The inner ear doesn’t have an energy reserve, so it needs a steady blood supply with adequate oxygen and glucose to function correctly. A faulty blood vessel or a sudden change in the level of oxygen or sugar in the blood can cause a malfunction in the auditory nerve, which transmits information about sounds to the brain.
You may experience tinnitus when your auditory nerve doesn’t have a steady supply of everything it needs to work right, and a long-term imbalance in blood sugar will irreversibly damage the nerve, causing permanent hearing loss.
If you take medications for diabetes or another metabolic disorder, you might also experience tinnitus as a side effect.
The best course of action for dealing with tinnitus is often to treat the underlying cause. Many lifestyle changes that prevent diabetes are good for your overall health, helping you avoid other causes of tinnitus, like high blood pressure.
Read Also: Can Earplugs Cause Tinnitus?
The American Diabetes Association suggests a few simple steps to manage your diabetes, reduce associated tinnitus symptoms and avoid significant hearing loss:
A balanced diet will help you maintain normal blood sugar levels. Avoid sweet treats and other foods containing too much sugar. Instead, eat lots of high-fiber foods, complex carbs, fruits, and vegetables.
Excess weight is a significant risk factor for diabetes. Some studies suggest that cutting your body weight by 5 to 7 percent reduces the risk of diabetes by 58 percent.
Smoking is linked to a high risk of diabetes. Smoking increases the risk of diabetes by 30 to 40 percent.
Regular Physical Activity
Try to work a little exercise into your daily routine.
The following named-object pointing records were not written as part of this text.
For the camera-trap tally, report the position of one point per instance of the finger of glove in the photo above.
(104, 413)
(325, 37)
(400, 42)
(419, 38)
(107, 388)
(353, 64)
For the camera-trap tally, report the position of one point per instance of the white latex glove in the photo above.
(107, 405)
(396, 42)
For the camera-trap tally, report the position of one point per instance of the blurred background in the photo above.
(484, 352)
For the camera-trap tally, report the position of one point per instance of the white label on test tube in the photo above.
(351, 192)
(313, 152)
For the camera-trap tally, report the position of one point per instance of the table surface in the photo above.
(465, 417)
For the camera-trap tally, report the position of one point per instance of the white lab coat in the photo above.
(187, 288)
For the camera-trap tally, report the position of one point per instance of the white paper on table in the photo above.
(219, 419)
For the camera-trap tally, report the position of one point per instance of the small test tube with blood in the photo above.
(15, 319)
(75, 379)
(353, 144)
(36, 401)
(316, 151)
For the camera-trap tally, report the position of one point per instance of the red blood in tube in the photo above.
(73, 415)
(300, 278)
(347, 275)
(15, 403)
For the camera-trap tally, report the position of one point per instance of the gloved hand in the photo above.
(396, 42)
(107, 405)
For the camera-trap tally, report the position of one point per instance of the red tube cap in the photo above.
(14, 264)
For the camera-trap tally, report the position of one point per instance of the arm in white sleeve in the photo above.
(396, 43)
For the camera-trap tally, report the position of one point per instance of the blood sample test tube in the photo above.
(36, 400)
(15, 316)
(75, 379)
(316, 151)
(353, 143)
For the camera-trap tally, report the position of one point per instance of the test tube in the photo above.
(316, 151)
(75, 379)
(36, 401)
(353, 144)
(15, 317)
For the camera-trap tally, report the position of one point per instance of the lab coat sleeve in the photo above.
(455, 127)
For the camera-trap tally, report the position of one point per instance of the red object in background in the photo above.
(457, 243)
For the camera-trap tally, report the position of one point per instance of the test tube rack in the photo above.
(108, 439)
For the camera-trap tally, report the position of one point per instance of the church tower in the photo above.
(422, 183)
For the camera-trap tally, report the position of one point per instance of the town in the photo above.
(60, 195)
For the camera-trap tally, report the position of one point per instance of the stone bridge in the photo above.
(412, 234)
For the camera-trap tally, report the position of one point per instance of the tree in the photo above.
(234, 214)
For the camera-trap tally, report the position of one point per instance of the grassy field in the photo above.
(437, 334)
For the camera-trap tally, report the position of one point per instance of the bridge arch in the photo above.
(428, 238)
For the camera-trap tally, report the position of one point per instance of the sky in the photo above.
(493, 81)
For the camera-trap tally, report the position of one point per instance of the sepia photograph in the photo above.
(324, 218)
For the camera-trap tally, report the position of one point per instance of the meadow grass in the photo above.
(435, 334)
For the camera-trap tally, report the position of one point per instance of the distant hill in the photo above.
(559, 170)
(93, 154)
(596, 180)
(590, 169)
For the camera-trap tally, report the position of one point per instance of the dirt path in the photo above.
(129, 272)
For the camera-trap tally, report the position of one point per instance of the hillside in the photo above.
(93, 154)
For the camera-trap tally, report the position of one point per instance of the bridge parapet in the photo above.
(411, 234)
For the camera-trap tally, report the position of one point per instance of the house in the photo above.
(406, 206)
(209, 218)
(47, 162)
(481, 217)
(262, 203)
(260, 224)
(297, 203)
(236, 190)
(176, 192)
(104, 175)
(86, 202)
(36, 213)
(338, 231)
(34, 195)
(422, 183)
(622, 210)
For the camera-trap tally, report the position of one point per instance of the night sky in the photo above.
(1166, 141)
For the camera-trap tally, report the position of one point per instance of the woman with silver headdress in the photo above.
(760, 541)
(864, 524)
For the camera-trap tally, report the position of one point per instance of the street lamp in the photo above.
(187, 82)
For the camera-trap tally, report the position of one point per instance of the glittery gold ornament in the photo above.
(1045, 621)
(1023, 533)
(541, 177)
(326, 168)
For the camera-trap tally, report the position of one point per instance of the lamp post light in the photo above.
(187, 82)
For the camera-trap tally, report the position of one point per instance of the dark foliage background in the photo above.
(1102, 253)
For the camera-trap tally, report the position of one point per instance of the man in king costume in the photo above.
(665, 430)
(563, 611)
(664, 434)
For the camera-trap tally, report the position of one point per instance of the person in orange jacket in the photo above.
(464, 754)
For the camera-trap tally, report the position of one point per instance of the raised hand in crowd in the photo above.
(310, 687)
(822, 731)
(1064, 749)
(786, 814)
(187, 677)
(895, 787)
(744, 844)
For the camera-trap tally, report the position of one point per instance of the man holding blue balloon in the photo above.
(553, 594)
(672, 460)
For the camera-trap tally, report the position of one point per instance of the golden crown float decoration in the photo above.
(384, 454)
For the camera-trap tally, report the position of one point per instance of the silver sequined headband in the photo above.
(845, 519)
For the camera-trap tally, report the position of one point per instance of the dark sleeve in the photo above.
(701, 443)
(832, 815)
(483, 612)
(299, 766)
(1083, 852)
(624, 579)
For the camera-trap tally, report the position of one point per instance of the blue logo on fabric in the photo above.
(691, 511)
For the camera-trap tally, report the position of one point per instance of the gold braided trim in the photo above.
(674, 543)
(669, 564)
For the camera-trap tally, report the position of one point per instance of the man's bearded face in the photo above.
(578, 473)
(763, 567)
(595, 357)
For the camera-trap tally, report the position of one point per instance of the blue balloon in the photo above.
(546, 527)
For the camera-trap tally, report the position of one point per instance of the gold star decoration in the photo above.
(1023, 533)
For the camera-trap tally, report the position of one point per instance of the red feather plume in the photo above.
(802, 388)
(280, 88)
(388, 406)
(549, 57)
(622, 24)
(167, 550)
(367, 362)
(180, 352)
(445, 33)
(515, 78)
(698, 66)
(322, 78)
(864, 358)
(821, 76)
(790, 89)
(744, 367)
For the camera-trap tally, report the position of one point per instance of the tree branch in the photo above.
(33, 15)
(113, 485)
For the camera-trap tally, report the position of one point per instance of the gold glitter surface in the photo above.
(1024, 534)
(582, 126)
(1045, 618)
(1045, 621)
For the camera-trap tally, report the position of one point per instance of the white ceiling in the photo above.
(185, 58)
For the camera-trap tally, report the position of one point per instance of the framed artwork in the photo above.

This is crucial if you have a desk job or do other work that involves sitting for long periods.
Getting Help for Tinnitus
If your tinnitus persists for longer than a day or two, you should see a health care professional. When the doctor diagnoses tinnitus, they will give you a complete examination to see if it’s caused by diabetes or another severe medical condition.
The doctor will likely send you to an audiologist for a professional hearing test if you show signs of hearing loss.
Depending on the results, they may recommend a few therapies designed to reduce the burden of chronic tinnitus, including:
- Hearing aids
- Sound therapy, or tinnitus masking therapy
- Tinnitus retraining therapy
- Cognitive-behavioral therapy
Some fundamental lifestyle changes might also help. Studies show that sleep and diet play a role in tinnitus risk. Many tinnitus sufferers report that their symptoms improve drastically after a good night’s sleep.
A link between diabetes and tinnitus has been demonstrated in several studies. Diabetes can severely damage the inner ear by affecting the supply of glucose to the auditory nerve. This disruption in nerve signals can lead to tinnitus and hearing loss in extreme cases.